Looking For Great Value Hiking Boots?

You’re in the right place! In this guide, we will be covering the following:

    • Why you need a great pair of hiking boots
    • What goes into the making of a reliable, comfortable boot
    • What to consider when buying
    • Reviews of the best affordable hiking boots on the market
    • Our unbiased recommendation on the #1 budget hiking boot

No piece of kit impacts the success and comfort of our hiking adventures more than what we wear on our feet. Unlike our backpacks or jackets, for example, getting this one wrong could result in hour upon hour of pain and discomfort and make those adventures more likely to fall into the “misadventure” column.

Avoiding the above is a lot trickier when buying at the budget end of the market.

Here, there are plenty of bargains to be found, of course…

…but beware of the many unworthy options that are dead-certs to disintegrate a few months down the line or turn your hikes into true suffer-fests.
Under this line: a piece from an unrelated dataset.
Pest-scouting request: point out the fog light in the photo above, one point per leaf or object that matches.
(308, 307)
Blisters, bunions, foot cramp, and head-over-heel tumbles are a few of the misfortunes that might await!

In short, finding the best budget hiking boot is a trail addled with plenty of pitfalls.

But fear not, dear reader! In this guide, we’re going to usher you around those pitfalls by delivering a detailed buyer’s guide to the best cheap hiking boots on the market along with our top 7 picks for this year.

Best Budget-Friendly Hiking Boots by Category

3-Season: Merrell Forestbound Mid, Salomon Quest Prime GTX, Timberland White Ledge
Lightweight: Merrell Moab 2 Vent Mid, Timberland White Ledge, Adidas Terrex Eastrail Mid GTX
Leather: Merrell Forestbound Mid, Timberland White Ledge
Waterproof: Merrell Forestbound Mid, Salomon Quest Prime GTX, Timberland White Ledge, Adidas Terrex Eastrail Mid GTX, Hi-Tec Men’s Altitude Lite I, Columbia Newton Ridge Plus II

Editor’s Choice

Timberland White Ledge Men’s Boot

Timberland Men's White Ledge Mid Waterproof Hiking Boot, Wheat, 7

The White Ledge wins our vote as the best budget hiking boots for a number of reasons. They’re light, robust, waterproof, and comfortable. They boast an overall quality of build that, to our minds, is on a par with many of their far pricier competitors.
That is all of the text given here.